Title: Goddess of Procrastination, The Great Distractor,
Domain: The intense desire to put off/ the innate inability to do work until the very last minute.
- Apathy Drain: While this may sound like it takes your apathy away, in reality it fills you with it, leaving you completely drained of motivation. You have no desire at all to accomplish anything anymore, and in fact probably have the desire not to. This can be literally directed towards any goal or action you have in mind, or a more blanket version that will make you want to do nothing but lay in bed all day every day.
- Manic Touch: Sort of the opposite of Apathy Drain, this power instills the subject with an intense focus and energy, as well as a boost to any skills relevant to any projects they may be working on. The caviat to this is that it may only be done up to 24 hours before the project is set to be due, and may only last up to 18 hours.
- Extended Deadline - through millenia of practicing, Lasie has grown very adept at negotiating extended deadlines. To the point that now, she can will the deadline longer, for anything. The apocalypse is happening? How about you give us another year to prepare. Of course, she can only extend it so long. She will have to face whatever it is eventually.

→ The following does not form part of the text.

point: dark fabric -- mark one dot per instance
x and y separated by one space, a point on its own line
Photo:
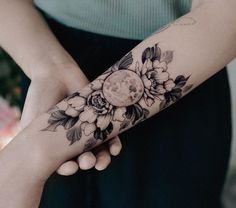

Personality: She is very, extremely laid back and fun loving. She likes nothing better than to lay in her realm all day and play video games or watch movies. Tied with that, though, would be spending obscene amounts of time with anyone she considers a friend. She is very, very accepting of anything and everything. Knock over four stacks of her stuff? No problem. Get ooze all over her couch? No biggie. The only thing that would really make her mad is if you destroyed something she REALLY liked.
She’s also very accepting of people in general. Even if you’re Chaotic Evil, but aren’t actively hurting her or her friends, she’ll probably be cool with you. If she finds you interesting watch out because you are probably her NEW BEST FRIEND EVER OMG LET’S HANG OUT ALL THE TIME.
As may be obvious, it is a terrible idea to ask Lasie to help you with anything ever. Any sort of project or work she will outright avoid. She won’t show up, or she’ll show up late, she won’t pull her weight, and she’ll distract everyone else. The best way to get her to help you is to disguise it as a way to get out of some other work or to make it ridiculously fun. However, if you ever need to just hang out or blow off some steam, Lasie is SO your guy. She’s also very willing to help a friend in a way that doesn’t require a lot of work from her. Need a place to crash for like three weeks? She’s good, she’ll share her couch. No problem.
Also it’s important to note that while Lasie can be apathetic towards work, that’s not always the case. Sometimes she simply cannot force herself to do it, even if she wants to. She also knows that she’s lost friendships before because of her procrastination and unreliability. It bothers her.
Alignment: True Neutral
Realm: Basically just a big room with one rest object - most often a couch, but it can be a futon or something similar, and the color/size/design change according to her desires - and absolutely packed with things to distract her. Books, movies, instruments, just absolutely anything. There are also mounds and mounds of unfinished projects. She also has a t.v., an Omni Game System/Netflix Streaming Device/Sure It Gets Cable Too Why Not. The room can change size to accommodate more people. If she gets hungry or thirsty she need only reach between her couch cushions, and her desired snack will be there, although it seems to have a preference for junk food and caffeinated beverages. It can also do small things like pencils, tissues, and up to $2 in change. It seems to work best for Lasie, though, and will give her almost anything she wants.
- Just being in Lasie’s presence at all will make you want to put off any important things you have going on.
- Her parents are the God of Apathy and the Goddess of Labor
- She tends to take the form of her most avid worshipers, who at the moment are college students.
- Those with ADD are said to be touched by her and are venerated by her (active) worshipers
- if she doesn’t pay enough attention to her form she will absolutely revert to an inert gas.